Safeguard Your Home From Electrical Hazards – A Proactive Approach

Your home is the place where you can take refuge from the world and all of its problems. Yet, even inside your safe haven, there may be dangers hidden from view behind your walls – unseen but real dangers from electrical hazards that pose a threat to you and your family. The best time to take action is now – before it becomes a problem, and do what is necessary to ensure your home is safe from potential electrical hazards.

Each year thousands of homes catch fire due to damaged or faulty wiring in the house, and many hundreds of people lose their lives. In many cases, it’s a tragic scenario that could have been prevented. Fortunately, with a proactive approach to safeguarding your home from harmful electrical hazards, you can avoid becoming a victim yourself.

Here are some things you can do:

1. Conduct a home inspection.

Whether you rent or own a home, you can easily do an inspection of your home to look for potential electrical problems.

2. Use GFCI receptacles.

GFCI or “Ground Fault Circuit Interrupters” are specially designed devices that detect when electric current leaks from the electrical circuit to ground, and will shut the power off automatically at the receptacle before it can cause bodily harm. GFCI’s have saved literally thousands of lives in the 40 years they’ve been on the market, and they are sure to save many thousands of more lives in the years to come.

Check all of your outdoor appliances, pool pumps, fountain pumps, hot tubs, landscape lighting fixtures, and all other devices that use electrical power, and plug them into GFCI outlets that have waterproof covers.

Inside the house, make sure that all rooms with a water source that is within six feet of a receptacle are protected by a GFCI circuit.

3. Conduct a visual Inspection

Do a visual inspection of all of your electrical outlets and light switches for broken parts, cracks, loose fitting plugs, and replace or repair immediately. Also, be sure to check for any receptacles that are hot to the touch as this could be a sign of an electrical problem.

4. Check all of your power and extension cords for wear or damage.

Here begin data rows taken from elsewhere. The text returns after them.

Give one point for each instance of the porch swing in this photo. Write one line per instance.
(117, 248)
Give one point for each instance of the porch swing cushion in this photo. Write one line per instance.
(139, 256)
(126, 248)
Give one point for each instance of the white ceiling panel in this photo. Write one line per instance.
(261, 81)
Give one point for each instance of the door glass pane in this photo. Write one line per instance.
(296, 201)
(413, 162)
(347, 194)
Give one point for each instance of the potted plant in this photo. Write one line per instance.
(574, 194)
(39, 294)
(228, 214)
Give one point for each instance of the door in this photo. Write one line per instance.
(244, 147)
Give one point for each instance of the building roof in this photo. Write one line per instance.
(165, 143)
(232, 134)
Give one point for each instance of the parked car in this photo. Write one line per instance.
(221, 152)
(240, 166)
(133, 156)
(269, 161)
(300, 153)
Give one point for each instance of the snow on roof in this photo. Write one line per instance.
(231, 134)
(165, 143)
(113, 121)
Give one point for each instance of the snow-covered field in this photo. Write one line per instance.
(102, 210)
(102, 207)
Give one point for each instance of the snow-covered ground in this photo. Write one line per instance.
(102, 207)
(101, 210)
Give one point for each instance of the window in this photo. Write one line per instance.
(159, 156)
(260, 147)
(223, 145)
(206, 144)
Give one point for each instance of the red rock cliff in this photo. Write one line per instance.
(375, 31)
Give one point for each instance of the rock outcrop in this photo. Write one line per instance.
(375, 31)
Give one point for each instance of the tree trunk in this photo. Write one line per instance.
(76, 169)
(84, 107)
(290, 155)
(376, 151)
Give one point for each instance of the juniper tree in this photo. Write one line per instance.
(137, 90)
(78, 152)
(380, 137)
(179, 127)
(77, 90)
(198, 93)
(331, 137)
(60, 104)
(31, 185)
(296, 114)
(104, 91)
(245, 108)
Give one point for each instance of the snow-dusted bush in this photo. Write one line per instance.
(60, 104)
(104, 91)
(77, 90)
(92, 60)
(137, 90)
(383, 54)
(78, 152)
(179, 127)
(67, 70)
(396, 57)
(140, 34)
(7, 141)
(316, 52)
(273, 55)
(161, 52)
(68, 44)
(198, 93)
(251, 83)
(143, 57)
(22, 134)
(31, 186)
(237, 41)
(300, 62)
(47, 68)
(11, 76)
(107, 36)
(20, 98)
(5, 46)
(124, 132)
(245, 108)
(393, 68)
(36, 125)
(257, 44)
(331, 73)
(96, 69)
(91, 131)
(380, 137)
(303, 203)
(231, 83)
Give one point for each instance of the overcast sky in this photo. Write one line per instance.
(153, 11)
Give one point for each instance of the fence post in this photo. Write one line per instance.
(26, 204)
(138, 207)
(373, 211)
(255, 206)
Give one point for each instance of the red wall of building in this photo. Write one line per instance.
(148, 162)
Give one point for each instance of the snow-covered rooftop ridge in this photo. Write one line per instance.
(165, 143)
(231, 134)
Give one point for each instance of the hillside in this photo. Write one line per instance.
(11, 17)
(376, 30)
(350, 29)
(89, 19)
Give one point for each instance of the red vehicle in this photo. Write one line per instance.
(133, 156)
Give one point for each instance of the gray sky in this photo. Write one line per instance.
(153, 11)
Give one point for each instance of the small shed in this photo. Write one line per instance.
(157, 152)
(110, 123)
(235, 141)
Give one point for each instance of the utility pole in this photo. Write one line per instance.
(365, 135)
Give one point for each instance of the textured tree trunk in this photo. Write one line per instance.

Immediately replace any cords that are cracked, frayed, or display signs of wear.

5. Make sure there are not too many appliances plugged into one outlet.

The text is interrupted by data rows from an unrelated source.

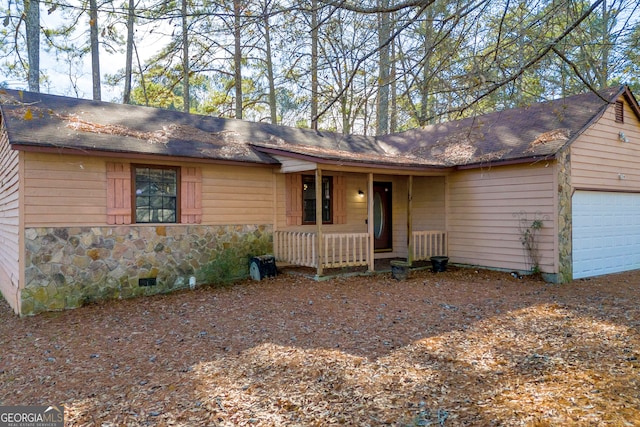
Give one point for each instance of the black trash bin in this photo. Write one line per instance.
(439, 263)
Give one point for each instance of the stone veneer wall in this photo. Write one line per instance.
(67, 267)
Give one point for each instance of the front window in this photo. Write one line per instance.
(309, 200)
(156, 194)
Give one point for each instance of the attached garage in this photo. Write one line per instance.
(606, 233)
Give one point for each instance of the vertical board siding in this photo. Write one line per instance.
(484, 210)
(191, 195)
(339, 200)
(118, 193)
(429, 203)
(293, 191)
(64, 190)
(9, 222)
(601, 160)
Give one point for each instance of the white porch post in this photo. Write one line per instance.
(370, 221)
(319, 245)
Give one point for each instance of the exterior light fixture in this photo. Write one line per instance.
(622, 137)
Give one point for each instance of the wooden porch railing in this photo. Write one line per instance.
(347, 249)
(338, 249)
(429, 243)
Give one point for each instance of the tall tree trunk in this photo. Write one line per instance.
(185, 59)
(32, 22)
(270, 77)
(314, 64)
(237, 57)
(393, 114)
(129, 57)
(384, 32)
(95, 56)
(604, 63)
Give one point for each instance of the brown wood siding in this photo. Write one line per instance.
(62, 190)
(191, 195)
(600, 160)
(355, 207)
(9, 222)
(483, 209)
(429, 203)
(118, 193)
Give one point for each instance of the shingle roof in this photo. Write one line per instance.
(533, 132)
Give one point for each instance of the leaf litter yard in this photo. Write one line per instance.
(463, 347)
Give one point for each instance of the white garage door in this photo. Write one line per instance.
(606, 233)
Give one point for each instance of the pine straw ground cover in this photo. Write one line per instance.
(463, 347)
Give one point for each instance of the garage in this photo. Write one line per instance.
(606, 233)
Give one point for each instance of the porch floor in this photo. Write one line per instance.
(380, 265)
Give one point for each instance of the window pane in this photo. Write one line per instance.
(156, 195)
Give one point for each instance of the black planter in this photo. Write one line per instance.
(400, 269)
(439, 263)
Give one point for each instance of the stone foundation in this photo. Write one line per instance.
(71, 266)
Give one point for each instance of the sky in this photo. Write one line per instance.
(110, 62)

This is important as too many appliances plugged in can exceed the typical rating of 15-20 amps for household outlets and create a shock or fire hazard.

6. Don’t run extension cords under rugs, carpets, and furniture where they can be easily damaged and create an unseen danger.

If you need to use an extension core, remember to plug the appliance first into the extension cord, and then plug the extension cord into the wall outlet to avoid possible shock and fire hazard.